La última información relevante conocida es que los futbolistas del Levante UD no tiraron de sus ahorros tras perder ante el Zaragoza. Así está recogido en un informe de la Agencia Tributaria entregada al juzgado, tal como informaba ayer El Mundo. Según este documento, los miembros de la plantilla que entonces entrenaba Luis García Plaza no gastaron nada de sus cuentas durante el verano de 2011, lo que indica que los jugadores tenían otra reserva de capital de sospechosa procedencia. Según la misma información, Hacienda llegó a esta conclusión tras analizar los datos bancarios de los jugadores implicados en el presunto fraude. La Agencia Tributaria ha comprobado que los ahorros de los futbolistas, depositados en diversas entidades, siguieron intactos meses después.
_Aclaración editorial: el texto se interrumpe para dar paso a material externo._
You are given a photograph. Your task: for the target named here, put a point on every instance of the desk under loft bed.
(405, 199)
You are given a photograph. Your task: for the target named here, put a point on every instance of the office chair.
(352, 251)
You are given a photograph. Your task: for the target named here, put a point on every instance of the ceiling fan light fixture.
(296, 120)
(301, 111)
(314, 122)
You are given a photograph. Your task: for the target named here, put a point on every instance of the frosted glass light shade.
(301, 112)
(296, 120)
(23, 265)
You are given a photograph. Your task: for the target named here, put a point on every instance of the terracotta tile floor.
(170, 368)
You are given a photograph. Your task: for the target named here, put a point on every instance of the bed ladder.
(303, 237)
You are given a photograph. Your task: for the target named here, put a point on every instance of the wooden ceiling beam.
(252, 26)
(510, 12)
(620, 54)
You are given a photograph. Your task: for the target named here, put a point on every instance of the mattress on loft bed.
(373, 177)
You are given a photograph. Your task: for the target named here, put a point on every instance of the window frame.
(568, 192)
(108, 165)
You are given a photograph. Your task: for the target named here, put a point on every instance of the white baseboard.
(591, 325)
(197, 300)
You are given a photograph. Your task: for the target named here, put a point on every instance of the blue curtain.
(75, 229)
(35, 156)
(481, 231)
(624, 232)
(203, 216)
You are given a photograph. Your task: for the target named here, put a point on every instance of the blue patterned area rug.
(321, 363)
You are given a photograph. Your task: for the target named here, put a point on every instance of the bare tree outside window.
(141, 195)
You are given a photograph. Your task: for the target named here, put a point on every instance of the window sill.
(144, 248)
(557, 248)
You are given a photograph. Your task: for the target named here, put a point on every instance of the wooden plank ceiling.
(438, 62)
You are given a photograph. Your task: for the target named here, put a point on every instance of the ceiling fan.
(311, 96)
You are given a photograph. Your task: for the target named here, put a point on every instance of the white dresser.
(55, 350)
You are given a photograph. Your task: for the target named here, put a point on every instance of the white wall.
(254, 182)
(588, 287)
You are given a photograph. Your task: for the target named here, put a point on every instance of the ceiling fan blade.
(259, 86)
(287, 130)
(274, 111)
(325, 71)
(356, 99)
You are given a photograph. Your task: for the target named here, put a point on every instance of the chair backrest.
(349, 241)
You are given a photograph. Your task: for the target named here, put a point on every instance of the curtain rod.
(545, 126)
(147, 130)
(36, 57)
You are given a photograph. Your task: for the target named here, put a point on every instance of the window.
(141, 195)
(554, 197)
Una vez se presentó la querella, la Fiscalía especial contra la Corrupción y la Criminalidad Organizada pidió al juzgado que autorizara un rastreo de las cuentas de los futbolistas «granotas», con el objetivo de conocer si el dinero retirado por los jugadores zaragosistas, en los días previos al partido, fue ingresado en sus cuentas.

Tal como ha demostrado Hacienda se puede asegurar que la plantilla levantinista no utilizó sus cuentas para sacar dinero ni ingresar en las semanas posteriores a aquel partido que permitió al Zaragoza continuar en la máxima categoría, en un partido que transcurrió sin ocasiones para los locales, hasta que marcaron su único gol en la segunda parte con el choque ya sentenciado.

La Fiscalía llega a la lógica conclusión de que los futbolistas del Levante UD echaron mano de grandes cantidades de dinero en efectivo para mantener su ritmo de vida aquel verano, en el que realizaron varias compras y se hicieron varios viajes. Al menos un jugador levantinista compró entonces un coche de alta gama. El único que continúa en la plantilla del Levante UD es Juanfran.

Según la querella, el Zaragoza ingresó cantidades de entre 30.000 y 50.000 euros a sus jugadores días antes del partido. El dinero fue retirado de inmediato para, al parecer, hacerlo llega a los futbolistas del Levante UD a cambio de dejarse perder. El Deportivo fue el gran perjudicado, al descender a Segunda División. El equipo gallego se persona en la causa.